Dermalogica’s Candice Gardner considers what implications Covid-19 and changes in clients’ health has on treatments and contraindications.

Candice Gardner DermalogicaHas your client had Covid-19? Has your client been vaccinated? Has your client experienced acute or chronic stress as a result of the pandemic? Each affirmation to these questions is a red flag for personal care professionals. This article highlights why every business needs to have considered the implications for their clients and their services.

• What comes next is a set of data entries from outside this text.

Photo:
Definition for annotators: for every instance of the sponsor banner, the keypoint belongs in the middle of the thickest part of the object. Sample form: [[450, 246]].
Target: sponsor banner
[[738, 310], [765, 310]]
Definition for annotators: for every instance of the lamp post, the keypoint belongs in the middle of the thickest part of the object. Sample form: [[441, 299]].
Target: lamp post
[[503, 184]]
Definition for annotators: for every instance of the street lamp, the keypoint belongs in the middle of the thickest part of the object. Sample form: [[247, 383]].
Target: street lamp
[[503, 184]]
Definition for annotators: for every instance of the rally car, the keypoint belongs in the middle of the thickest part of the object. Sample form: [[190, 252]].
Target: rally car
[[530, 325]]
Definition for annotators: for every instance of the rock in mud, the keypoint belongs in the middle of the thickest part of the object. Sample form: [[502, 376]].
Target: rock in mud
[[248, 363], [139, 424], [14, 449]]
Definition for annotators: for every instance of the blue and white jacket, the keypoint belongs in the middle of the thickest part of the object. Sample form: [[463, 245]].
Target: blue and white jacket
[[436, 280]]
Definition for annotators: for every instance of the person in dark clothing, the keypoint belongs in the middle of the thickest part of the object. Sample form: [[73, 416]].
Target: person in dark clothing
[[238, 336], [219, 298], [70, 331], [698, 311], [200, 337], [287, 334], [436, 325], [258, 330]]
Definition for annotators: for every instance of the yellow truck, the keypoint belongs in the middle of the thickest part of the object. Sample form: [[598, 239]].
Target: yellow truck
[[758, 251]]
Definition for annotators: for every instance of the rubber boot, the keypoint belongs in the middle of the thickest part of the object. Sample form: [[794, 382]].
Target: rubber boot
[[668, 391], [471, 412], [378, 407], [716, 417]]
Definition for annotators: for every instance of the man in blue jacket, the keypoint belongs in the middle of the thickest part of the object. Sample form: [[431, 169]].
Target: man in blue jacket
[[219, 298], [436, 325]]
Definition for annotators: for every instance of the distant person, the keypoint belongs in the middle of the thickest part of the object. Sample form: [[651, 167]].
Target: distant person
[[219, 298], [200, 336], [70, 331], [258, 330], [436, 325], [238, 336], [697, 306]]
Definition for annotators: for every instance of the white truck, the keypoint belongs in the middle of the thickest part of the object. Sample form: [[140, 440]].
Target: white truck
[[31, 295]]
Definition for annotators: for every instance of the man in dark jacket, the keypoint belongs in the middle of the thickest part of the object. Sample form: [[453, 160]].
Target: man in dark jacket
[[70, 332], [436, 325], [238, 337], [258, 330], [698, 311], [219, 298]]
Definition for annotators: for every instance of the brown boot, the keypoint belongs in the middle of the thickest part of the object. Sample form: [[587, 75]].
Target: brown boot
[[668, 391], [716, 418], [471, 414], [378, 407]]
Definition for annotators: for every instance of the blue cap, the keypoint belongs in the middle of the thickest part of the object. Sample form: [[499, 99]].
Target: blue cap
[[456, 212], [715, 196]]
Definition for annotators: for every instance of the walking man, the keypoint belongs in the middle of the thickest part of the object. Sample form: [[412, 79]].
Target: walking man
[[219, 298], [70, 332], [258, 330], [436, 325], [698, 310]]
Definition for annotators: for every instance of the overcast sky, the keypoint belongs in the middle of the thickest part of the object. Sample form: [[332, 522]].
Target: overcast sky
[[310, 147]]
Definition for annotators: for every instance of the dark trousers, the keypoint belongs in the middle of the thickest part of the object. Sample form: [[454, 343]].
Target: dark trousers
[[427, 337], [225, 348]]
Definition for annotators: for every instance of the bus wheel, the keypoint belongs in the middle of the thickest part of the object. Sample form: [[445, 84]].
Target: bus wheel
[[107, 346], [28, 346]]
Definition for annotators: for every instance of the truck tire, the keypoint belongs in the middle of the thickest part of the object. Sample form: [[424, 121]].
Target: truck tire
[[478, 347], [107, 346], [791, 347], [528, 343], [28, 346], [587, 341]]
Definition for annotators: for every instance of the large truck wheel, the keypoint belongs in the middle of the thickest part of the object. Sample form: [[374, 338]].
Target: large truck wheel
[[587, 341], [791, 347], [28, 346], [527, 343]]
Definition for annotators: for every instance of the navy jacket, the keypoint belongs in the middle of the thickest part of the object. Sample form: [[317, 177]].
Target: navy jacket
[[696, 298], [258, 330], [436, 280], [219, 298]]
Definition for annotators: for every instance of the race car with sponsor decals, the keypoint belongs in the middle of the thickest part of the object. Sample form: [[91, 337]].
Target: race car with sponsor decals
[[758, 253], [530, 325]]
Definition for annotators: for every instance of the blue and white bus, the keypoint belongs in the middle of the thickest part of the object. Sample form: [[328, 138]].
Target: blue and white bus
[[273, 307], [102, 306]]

The pandemic has had a profound effect on public health. As the cornerstone to determining treatment suitability, understanding the health of every client booking a service is essential. Skin, wellbeing and personal care professionals have a responsibility to ensure clients are safe, not only from virus transmission, but are protected from unexpected, unwelcome, and in some instances severe, treatment side-effects. Checking that clients have not become contraindicated to treatment due to changes in health, or that skin has become unusually responsive due to changes in immunity, may mean additional procedures, protocols and patch testing.

With varying severity of illness suffered by those that have contracted Covid-19, there is an increasing awareness of the potential for longer terms impacts. Evidence is mounting on the issues with long Covid and systemic inflammation. Reports of extreme allergic reaction to previously well tolerated services, such as hair colouring or chemical peels, has highlighted the importance of pre-treatment consultation and the requirement to patch test those who have been ill. 

Ensure your clients have a positive and beneficial experience by reducing the possibility of adverse skin reaction through effective consultation and skin testing protocols.
Whilst it has always been standard practice to consult prior to every service, long periods of lockdown, high demand and commercial pressure must not lead to shortcuts on these vital checks. 

Most manufacturers and insurers would expect a patch test to be re-performed if a customer had not received the service or procedure in the last six months because so much can change with a client's health over that time period. Covid-19 has re-emphasized how important these patch tests are. Given that many customers will not have had services for six months or more, and the effect Covid-19 has had in changing status of health across the general population, this subject has come to the top of the agenda for trade organisations and insurers.


Since scientists suggest that one in three cases of the virus are asymptomatic it is good practice to patch test all clients. Whether they know they have had the virus or not, make thorough consultation and patch testing a matter of course to substantially reduce the risk of negative response to your service. This will protect the client, the therapist and the business.

From the direct impact of the virus on the body systems and immunity to the changing health status due to vaccination, each change in a client's medical history requires a re-test. For vaccines that require a second dose, patch test after each inoculation. It is advisable to ensure that the client is well enough to receive treatment and is not suffering any side-effects of the vaccination before proceeding with the patch test or the service.

Our industry is well aware of the effect stress can have on the body and the skin. Intense and prolonged stress increases the sustained release of the neurotransmitters calcitonin gene-related peptide (CGRP) and Substance P, both of which increase skin sensitivity and inflammatory response. This makes clients highly susceptible to undesirable treatment effects including burning, rashes, triggering existing inflammatory disorders, or causing irritant or allergic dermatitis.

Ensure your clients have a positive and beneficial experience by reducing the possibility of adverse skin reaction through effective consultation and skin testing protocols.

As the doors of clinics and treatment centres start to open, there is acute awareness of the impact the Covid-19 pandemic has had both socially and economically, and a focus on preparations to make treatments ‘safe' to encourage customers back for professional treatment. The return of professional services will be the start of our social reconnection and will initiate the economic recovery for many businesses.

Reducing risk of coronavirus transmission through elevated hygiene procedures and PPE are not the only protocols that therapists need to be thinking about. Whilst these are vital for client and therapist safety, we also need to assess the other risks that have amplified as a result of the virus and put strong measures in place.

Candice Gardner is Education Manager – Dermalogica UK and Ireland.